The smallest dinosaur, Mussaurus, was no bigger than a small bird. One of the larger complete skeletons known of is that of a Brachiosaurus - it stood 42ft (12.6m) high and the weight of the animal is estimated at 80 tons. Some fragmentary remains indicate that there were considerably larger creatures. The Amphicoelias is estimated to have been around 130 to 200 ft (40 to 60m) and weighed as much as 135 tons. There were hunting dinosaurs and scavengers, egg-eaters, browsers and fruit-eaters. Some had armored skin, others enormously thickened skulls, horns on the face, crests on the head, bony frills protecting the neck, huge plates along the back, or spikes or a club on the tail. For the most part, each form flourished for only a short time, so that late Cretaceous dinosaurs were very different from their Triassic ancestors.

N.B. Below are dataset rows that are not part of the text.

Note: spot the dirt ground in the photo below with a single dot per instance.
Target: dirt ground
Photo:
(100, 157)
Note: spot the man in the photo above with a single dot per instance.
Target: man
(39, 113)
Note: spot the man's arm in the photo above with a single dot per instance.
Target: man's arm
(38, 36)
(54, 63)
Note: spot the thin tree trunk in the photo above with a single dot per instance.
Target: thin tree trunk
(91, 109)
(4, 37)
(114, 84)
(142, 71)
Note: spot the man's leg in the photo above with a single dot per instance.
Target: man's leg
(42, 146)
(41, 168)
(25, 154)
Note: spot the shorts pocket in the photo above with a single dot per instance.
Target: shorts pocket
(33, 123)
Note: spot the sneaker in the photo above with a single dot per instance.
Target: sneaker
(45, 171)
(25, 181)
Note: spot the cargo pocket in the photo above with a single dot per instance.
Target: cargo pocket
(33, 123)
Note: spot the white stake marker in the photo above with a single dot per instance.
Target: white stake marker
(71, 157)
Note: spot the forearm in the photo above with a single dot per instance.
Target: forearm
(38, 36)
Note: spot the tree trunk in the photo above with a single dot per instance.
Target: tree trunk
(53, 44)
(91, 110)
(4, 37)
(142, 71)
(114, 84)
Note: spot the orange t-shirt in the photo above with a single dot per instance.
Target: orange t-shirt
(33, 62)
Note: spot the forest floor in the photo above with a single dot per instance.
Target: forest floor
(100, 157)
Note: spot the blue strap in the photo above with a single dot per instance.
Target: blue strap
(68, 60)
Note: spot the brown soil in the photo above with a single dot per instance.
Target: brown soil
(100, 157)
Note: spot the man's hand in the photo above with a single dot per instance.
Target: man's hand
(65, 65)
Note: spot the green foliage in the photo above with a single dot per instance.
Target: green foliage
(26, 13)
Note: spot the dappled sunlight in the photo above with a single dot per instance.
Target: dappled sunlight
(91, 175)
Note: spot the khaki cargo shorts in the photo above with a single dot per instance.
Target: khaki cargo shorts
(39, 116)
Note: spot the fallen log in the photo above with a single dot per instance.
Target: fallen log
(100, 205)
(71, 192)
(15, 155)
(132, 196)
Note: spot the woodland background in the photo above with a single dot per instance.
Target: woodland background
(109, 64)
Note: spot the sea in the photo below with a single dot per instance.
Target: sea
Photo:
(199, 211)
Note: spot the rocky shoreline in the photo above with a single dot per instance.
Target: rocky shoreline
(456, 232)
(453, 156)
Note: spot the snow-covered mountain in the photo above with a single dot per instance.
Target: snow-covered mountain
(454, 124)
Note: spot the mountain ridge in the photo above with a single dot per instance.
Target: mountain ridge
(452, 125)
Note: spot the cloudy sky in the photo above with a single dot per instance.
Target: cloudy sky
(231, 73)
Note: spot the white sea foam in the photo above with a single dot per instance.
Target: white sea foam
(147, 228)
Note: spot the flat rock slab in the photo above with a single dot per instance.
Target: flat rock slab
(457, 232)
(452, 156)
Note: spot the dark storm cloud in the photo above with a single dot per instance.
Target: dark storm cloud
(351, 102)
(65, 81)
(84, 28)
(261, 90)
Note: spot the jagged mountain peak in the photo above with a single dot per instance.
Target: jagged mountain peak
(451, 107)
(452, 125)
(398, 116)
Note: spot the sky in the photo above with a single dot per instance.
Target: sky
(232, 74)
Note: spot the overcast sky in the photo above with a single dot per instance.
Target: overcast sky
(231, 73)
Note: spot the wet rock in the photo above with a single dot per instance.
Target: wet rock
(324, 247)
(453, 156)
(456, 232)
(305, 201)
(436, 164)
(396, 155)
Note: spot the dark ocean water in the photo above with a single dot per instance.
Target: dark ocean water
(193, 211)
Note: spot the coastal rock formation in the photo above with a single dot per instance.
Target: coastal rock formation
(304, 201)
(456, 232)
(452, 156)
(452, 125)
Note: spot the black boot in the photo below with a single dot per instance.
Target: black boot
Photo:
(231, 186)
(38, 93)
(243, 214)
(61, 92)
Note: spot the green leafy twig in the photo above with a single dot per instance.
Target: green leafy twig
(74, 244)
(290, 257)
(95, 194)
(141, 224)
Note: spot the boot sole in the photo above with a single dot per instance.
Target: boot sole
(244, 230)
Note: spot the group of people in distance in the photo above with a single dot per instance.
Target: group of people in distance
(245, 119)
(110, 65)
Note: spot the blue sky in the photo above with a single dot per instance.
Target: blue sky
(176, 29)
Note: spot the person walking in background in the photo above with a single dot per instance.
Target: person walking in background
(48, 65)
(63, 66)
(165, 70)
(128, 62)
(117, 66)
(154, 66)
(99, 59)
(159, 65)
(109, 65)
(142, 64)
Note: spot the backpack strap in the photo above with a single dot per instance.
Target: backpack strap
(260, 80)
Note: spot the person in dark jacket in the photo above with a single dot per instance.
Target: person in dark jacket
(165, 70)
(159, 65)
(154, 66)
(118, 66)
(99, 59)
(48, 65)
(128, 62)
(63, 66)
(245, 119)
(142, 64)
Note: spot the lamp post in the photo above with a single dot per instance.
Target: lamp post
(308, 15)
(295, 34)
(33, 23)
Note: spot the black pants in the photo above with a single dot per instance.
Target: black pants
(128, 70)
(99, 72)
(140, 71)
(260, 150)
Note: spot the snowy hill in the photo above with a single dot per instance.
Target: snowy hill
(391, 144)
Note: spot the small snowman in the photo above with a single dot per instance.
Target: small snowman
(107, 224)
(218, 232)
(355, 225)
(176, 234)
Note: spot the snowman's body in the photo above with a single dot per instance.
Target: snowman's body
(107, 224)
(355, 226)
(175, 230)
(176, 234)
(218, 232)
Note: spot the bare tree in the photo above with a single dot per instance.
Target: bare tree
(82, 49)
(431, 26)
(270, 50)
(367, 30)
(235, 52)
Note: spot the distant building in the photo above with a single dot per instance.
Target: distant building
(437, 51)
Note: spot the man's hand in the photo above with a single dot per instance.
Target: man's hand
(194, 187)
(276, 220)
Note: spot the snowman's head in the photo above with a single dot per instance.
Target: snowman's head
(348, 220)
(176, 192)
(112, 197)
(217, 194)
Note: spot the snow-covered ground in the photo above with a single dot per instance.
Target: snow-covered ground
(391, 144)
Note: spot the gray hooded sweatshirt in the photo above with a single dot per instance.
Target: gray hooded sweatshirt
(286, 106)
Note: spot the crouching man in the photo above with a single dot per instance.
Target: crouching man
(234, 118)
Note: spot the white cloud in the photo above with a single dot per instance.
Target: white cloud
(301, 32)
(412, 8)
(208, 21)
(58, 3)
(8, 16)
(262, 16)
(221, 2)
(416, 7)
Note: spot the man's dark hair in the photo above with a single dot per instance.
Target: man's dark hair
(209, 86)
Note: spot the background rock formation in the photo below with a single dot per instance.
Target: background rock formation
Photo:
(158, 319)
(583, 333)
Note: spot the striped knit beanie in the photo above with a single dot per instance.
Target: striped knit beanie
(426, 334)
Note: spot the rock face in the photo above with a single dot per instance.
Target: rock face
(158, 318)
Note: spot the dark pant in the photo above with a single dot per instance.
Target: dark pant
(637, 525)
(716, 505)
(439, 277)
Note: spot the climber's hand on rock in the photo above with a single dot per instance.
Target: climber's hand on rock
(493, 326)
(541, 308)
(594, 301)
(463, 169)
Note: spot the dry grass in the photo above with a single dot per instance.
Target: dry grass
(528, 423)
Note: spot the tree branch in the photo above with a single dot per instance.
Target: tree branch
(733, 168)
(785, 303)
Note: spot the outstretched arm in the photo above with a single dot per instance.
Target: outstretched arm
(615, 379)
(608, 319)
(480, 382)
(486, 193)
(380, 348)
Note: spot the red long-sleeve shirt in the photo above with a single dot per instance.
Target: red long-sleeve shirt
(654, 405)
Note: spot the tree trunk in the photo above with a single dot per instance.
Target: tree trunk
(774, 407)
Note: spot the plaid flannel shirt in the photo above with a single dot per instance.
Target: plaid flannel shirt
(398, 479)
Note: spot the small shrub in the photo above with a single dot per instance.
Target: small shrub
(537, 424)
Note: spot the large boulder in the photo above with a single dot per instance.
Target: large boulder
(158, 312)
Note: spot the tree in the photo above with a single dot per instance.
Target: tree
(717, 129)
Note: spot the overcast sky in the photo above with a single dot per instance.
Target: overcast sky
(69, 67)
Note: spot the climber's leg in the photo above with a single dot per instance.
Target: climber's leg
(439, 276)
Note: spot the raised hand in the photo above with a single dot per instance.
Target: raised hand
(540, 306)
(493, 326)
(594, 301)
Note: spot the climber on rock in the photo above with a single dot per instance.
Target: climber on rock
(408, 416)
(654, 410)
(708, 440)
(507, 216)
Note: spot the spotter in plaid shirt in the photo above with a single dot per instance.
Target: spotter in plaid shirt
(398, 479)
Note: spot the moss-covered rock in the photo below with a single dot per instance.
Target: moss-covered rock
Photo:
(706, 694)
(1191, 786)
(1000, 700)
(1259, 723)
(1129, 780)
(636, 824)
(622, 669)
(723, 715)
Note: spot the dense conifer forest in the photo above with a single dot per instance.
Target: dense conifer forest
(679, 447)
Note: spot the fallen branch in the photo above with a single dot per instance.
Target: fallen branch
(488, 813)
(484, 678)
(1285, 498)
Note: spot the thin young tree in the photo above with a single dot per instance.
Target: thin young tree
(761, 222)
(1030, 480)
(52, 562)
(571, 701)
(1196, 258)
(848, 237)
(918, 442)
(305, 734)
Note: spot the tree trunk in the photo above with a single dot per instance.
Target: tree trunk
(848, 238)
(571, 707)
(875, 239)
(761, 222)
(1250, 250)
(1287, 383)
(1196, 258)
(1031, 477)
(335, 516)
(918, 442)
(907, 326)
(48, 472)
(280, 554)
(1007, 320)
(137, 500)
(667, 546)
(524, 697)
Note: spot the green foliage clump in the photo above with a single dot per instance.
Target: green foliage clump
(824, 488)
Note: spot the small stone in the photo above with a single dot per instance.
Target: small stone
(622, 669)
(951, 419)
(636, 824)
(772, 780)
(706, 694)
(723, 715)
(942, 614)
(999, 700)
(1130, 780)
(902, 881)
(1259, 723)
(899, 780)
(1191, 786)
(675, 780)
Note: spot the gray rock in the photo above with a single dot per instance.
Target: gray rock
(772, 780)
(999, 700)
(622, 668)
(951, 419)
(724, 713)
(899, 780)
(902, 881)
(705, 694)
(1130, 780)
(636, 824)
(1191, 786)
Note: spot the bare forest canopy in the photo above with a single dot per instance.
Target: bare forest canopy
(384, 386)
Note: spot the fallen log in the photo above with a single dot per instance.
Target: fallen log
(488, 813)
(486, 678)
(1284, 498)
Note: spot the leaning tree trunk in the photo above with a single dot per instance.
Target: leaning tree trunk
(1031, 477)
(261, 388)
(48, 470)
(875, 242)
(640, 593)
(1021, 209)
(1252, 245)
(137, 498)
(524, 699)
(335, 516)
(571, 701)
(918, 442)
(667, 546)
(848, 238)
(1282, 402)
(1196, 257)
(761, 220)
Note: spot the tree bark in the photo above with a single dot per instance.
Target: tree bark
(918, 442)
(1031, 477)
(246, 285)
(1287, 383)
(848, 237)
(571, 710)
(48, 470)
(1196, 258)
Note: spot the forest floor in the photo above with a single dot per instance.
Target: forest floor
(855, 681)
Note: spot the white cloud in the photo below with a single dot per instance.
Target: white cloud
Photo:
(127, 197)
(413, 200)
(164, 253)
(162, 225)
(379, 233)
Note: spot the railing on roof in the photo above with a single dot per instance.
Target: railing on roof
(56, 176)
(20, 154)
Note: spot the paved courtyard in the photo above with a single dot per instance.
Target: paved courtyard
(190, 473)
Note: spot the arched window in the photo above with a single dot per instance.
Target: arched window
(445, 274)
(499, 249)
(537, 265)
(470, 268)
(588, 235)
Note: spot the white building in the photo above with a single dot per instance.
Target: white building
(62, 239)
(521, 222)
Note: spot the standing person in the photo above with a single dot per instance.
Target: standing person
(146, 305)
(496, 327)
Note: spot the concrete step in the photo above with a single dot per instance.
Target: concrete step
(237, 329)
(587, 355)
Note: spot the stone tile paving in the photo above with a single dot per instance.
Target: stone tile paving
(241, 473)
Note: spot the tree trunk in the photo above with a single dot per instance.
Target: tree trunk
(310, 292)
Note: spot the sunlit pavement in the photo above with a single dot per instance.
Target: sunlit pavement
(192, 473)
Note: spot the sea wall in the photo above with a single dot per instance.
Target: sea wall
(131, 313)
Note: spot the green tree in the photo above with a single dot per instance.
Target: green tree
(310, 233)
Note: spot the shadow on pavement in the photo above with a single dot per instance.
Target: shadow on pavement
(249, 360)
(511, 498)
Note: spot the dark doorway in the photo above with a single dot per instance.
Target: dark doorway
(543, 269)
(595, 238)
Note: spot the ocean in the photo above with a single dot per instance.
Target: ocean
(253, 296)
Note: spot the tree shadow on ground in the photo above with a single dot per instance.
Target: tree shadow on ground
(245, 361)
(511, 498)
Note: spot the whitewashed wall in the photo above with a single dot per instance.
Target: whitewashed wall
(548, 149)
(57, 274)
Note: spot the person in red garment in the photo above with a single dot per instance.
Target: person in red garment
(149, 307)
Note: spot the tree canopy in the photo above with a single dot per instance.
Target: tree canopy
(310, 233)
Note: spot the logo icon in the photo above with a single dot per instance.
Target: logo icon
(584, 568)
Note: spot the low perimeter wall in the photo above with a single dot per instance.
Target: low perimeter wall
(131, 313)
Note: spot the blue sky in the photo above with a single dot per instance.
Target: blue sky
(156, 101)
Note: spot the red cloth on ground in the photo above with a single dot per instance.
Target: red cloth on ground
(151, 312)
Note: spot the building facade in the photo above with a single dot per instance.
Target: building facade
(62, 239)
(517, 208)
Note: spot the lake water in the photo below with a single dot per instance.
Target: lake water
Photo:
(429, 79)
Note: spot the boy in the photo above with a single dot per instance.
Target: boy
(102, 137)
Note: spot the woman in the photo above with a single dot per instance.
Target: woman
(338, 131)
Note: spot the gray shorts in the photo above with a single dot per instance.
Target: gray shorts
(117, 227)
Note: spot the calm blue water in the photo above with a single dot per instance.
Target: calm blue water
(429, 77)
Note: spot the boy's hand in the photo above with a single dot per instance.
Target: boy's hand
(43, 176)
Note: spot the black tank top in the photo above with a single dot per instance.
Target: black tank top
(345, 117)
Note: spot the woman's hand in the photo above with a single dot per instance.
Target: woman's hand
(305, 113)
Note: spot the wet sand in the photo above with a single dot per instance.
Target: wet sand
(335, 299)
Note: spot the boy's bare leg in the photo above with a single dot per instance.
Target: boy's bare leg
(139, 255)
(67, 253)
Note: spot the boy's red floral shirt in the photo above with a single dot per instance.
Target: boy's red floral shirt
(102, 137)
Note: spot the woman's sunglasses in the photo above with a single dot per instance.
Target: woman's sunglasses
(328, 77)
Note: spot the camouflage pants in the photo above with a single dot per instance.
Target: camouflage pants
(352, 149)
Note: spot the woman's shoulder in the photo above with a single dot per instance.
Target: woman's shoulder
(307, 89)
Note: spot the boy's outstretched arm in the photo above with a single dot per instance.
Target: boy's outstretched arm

At the end of the Cretaceous period (about 65 million years ago) the dinosaurs became extinct - as did many other groups of organisms. There is much controversy over these extinctions: were they simultaneous world-wide, or did their timing vary from place to place? Were they gradual, or sudden? Were they a normal evolutionary phenomenon, differing only in scale from what is happening all the time, or were they due to some unique catastrophe such as an asteroid hitting the planet, causing major climatic changes? Some 90 different causes have been suggested, but none gives a satisfactory explanation for the extinctions while still allowing for the survival, apparently unaffected, of dozens of other groups living in the same habitats. When the dinosaurs were gone, the tiny mammals which had scurried at their feet were able to evolve new forms to occupy the major land-animal niches; and so, ironically, the dinosaurs were superseded by descendants of the therapsid reptiles that they had displaced in their own rise to dominance. However, the their own descendants may also be alive and flourishing. Archaeopteryx, the oldest known bird (dating from the late Jurassic), may be nothing more than a small theropod dinosaur with feathers and some flying capability.